Reliant on meagre resources, they lack access to diversified diets. They also have little opportunity to improve their health, education, economic growth, or development in the broadest sense.
Climate change and cyclical weather extremes have a disproportionate impact on these settings, multiplying existing threats to food security and nutrition. In the long term, climate change makes natural disasters more frequent and intense, land and water more scarce and difficult to access, and agricultural productivity harder to achieve.
Deprived of effective safety nets and social protection systems, poor and food insecure people can neither invest in more sustainable agricultural practices, nor even protect such modest resources as they have. They will instead resort to negative coping strategies, including overexploiting natural resources and further degrading the land. Two-thirds of people in Africa are estimated to be living on land that is degraded to some extent; globally, around a quarter of all land suitable for agriculture is degraded. As a result, every new drought or flood further depletes people’s assets, trapping them in a spiral of diminishing resilience and environmental misery.

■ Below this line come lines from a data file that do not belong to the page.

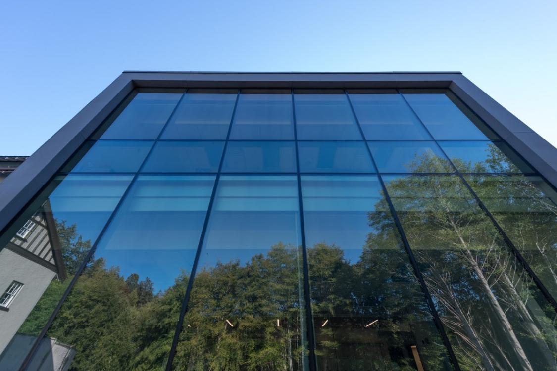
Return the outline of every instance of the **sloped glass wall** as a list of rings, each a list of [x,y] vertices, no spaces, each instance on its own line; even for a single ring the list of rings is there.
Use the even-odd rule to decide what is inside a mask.
[[[0,369],[554,370],[556,195],[449,91],[138,90],[0,236]]]

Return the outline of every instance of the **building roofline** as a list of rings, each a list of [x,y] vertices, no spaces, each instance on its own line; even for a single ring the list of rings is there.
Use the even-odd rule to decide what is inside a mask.
[[[227,73],[242,75],[413,75],[448,74],[462,75],[460,71],[384,71],[384,72],[304,72],[304,71],[143,71],[126,70],[122,73]]]
[[[557,150],[460,72],[125,71],[0,184],[0,232],[134,88],[176,87],[449,89],[557,187]]]

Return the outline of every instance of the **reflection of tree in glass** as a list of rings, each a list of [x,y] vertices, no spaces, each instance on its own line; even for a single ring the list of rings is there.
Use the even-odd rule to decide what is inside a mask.
[[[467,180],[548,289],[557,295],[557,206],[526,176],[471,176]]]
[[[387,188],[461,367],[554,369],[551,318],[460,178],[395,178]]]
[[[199,271],[174,368],[301,369],[300,254],[279,243],[245,265],[219,263]]]

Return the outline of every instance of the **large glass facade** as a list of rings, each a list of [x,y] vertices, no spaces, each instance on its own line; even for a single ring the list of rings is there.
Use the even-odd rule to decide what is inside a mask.
[[[448,91],[138,90],[0,236],[0,369],[554,370],[556,205]]]

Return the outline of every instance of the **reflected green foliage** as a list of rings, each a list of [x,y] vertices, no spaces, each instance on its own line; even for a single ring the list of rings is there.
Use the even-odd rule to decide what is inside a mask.
[[[164,293],[97,259],[78,280],[47,335],[75,347],[71,370],[163,369],[188,275]]]
[[[300,260],[299,248],[278,244],[198,271],[174,368],[301,369]]]
[[[555,369],[554,313],[460,178],[387,189],[461,368]]]
[[[555,192],[539,178],[524,176],[466,179],[544,285],[557,297]],[[540,186],[545,186],[545,192]]]
[[[56,231],[60,241],[64,266],[68,275],[71,276],[77,271],[87,253],[91,250],[91,241],[84,241],[81,235],[77,234],[77,225],[66,225],[65,220],[56,221]]]
[[[336,246],[308,249],[318,363],[324,370],[414,370],[411,347],[419,345],[427,369],[448,368],[408,259],[393,234],[383,231],[370,234],[355,264]]]
[[[68,277],[64,280],[55,279],[50,283],[18,332],[38,335],[70,285],[73,275],[91,249],[91,241],[84,241],[81,236],[77,234],[77,227],[75,224],[67,225],[65,220],[56,221],[60,249]]]

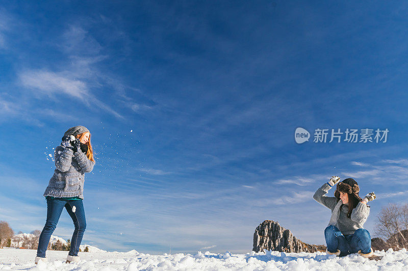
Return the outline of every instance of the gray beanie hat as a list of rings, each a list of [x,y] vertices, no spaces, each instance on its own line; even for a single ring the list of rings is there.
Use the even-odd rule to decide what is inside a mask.
[[[85,133],[86,132],[88,132],[89,133],[89,130],[88,130],[86,127],[84,126],[81,126],[81,125],[79,126],[75,126],[74,127],[71,127],[68,131],[65,132],[65,133],[64,134],[64,136],[66,135],[73,135],[74,136],[79,135],[80,134],[82,134],[82,133]],[[90,134],[90,133],[89,133]]]

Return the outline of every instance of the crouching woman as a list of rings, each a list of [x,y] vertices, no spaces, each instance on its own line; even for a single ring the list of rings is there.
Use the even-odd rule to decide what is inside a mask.
[[[353,179],[340,178],[334,176],[319,188],[313,198],[332,210],[328,225],[324,230],[324,237],[328,254],[337,256],[358,253],[369,258],[373,256],[371,237],[363,226],[370,214],[367,203],[375,198],[374,193],[363,199],[359,196],[360,188]],[[327,197],[329,190],[337,184],[334,197]]]

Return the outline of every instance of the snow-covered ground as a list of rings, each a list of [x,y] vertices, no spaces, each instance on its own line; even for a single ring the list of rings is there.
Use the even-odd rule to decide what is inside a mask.
[[[325,253],[266,253],[218,254],[207,252],[194,255],[152,255],[129,252],[80,252],[79,263],[65,263],[67,251],[47,252],[48,262],[35,265],[36,251],[31,250],[0,249],[0,270],[344,270],[347,271],[408,270],[408,253],[389,250],[376,252],[384,256],[378,261],[370,260],[356,254],[339,258]]]

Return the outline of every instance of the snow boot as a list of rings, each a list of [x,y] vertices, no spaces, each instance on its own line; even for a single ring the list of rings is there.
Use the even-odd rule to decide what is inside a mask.
[[[370,251],[370,252],[365,254],[364,253],[362,253],[361,251],[359,250],[359,254],[365,258],[370,258],[370,257],[374,256],[374,252],[373,252],[373,249],[371,249],[371,250]]]
[[[68,255],[67,256],[67,261],[65,263],[69,263],[70,262],[75,262],[80,261],[80,256],[71,256]]]
[[[35,257],[35,260],[34,260],[34,262],[35,262],[35,264],[38,264],[38,262],[39,261],[41,261],[43,262],[47,262],[47,259],[46,258],[41,258],[41,257],[36,256]]]
[[[340,255],[340,251],[338,249],[337,250],[337,251],[336,251],[336,252],[330,252],[330,251],[327,250],[327,249],[326,249],[326,253],[329,255],[335,255],[336,256],[339,256],[339,255]]]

The World Food Programme (WFP) helps countries and the most vulnerable and food insecure communities manage natural resources sustainably. This enables them to meet today’s livelihood needs and safeguard these resources for future generations. Our interventions – involving soil conservation and fertility measures, water harvesting and flood control – bolster agro-ecological productivity and reduce the loss of biodiversity. We rehabilitate irrigation schemes and develop water sources for domestic use, for agriculture and aquaculture, and for livestock rearing; improve forestry and agroforestry management through afforestation, tree nurseries and seed collection; cut overgrown vegetation in abandoned and previously cultivated areas; and remove debris from agricultural areas after floods and landslides.

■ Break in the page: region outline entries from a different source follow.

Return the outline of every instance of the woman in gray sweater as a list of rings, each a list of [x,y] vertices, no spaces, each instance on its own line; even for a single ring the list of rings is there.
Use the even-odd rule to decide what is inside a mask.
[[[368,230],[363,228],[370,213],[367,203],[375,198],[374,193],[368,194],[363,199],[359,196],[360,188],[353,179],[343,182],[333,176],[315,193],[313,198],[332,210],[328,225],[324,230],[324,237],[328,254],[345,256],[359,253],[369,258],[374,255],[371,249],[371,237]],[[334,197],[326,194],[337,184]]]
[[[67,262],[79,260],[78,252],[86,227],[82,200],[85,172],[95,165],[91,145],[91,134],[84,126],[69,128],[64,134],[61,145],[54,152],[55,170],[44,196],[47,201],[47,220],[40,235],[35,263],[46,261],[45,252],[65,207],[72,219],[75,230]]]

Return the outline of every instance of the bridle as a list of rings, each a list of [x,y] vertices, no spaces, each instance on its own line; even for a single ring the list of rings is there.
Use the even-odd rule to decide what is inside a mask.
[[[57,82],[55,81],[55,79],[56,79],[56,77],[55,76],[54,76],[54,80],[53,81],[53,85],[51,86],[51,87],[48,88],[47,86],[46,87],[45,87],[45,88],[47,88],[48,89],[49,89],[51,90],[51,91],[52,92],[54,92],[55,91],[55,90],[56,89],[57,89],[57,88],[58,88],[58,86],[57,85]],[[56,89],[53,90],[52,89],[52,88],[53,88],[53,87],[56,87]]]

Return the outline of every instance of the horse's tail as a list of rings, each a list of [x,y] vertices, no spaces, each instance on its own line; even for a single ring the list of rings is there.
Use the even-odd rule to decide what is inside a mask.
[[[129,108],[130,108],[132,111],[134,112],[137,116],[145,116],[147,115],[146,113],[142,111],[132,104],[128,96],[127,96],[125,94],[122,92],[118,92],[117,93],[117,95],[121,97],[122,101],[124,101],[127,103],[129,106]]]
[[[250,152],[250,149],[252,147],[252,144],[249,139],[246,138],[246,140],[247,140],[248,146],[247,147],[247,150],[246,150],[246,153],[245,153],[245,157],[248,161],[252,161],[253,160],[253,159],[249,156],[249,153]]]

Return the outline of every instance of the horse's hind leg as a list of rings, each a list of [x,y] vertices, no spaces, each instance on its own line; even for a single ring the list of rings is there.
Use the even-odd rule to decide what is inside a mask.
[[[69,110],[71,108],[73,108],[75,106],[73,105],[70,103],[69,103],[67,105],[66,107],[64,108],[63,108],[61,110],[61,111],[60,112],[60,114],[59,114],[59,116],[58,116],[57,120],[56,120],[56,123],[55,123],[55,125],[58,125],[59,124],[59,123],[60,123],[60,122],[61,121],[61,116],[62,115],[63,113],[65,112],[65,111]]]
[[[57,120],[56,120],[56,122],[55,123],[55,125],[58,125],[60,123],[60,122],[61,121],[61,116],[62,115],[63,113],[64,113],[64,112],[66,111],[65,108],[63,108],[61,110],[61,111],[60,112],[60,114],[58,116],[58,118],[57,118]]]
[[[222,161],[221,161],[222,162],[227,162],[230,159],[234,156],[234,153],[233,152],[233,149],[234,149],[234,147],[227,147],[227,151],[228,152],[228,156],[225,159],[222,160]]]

Access to clean water in arid and semi-arid contexts results in more diversified food, thereby complementing nutrition efforts. But as well as bringing communities closer to Zero Hunger, the restoration of degraded ecosystems boosts public health and reduces hardship in general. The availability of water and firewood closer to home, for example, reduces the need for women and girls to travel long distances to collect it – a common chore, which has been proved to expose them to harm.

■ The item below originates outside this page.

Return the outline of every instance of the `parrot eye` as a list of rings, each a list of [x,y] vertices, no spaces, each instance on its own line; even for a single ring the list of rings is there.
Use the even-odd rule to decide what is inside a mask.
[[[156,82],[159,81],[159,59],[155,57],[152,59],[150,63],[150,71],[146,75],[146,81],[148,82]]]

Food Assistance for Assets (FFA) activities are closely integrated with related climate, smallholder and engineering activities, to ensure that assets such as rehabilitated feeder roads and bridges, schools, latrines, water reservoirs, market places, storage facilities and fuel efficient stoves all contribute to improved physical access to markets and services and improved access to energy. Where feasible and appropriate, under our FFA programme, we transfer the responsibility for carrying out these tasks to our beneficiaries themselves – in effect, assisting them to develop and manage their own assets. As they build up their own nutritional status and communal wellbeing over the long term, vulnerable households receive food and cash assistance to cover their immediate food needs.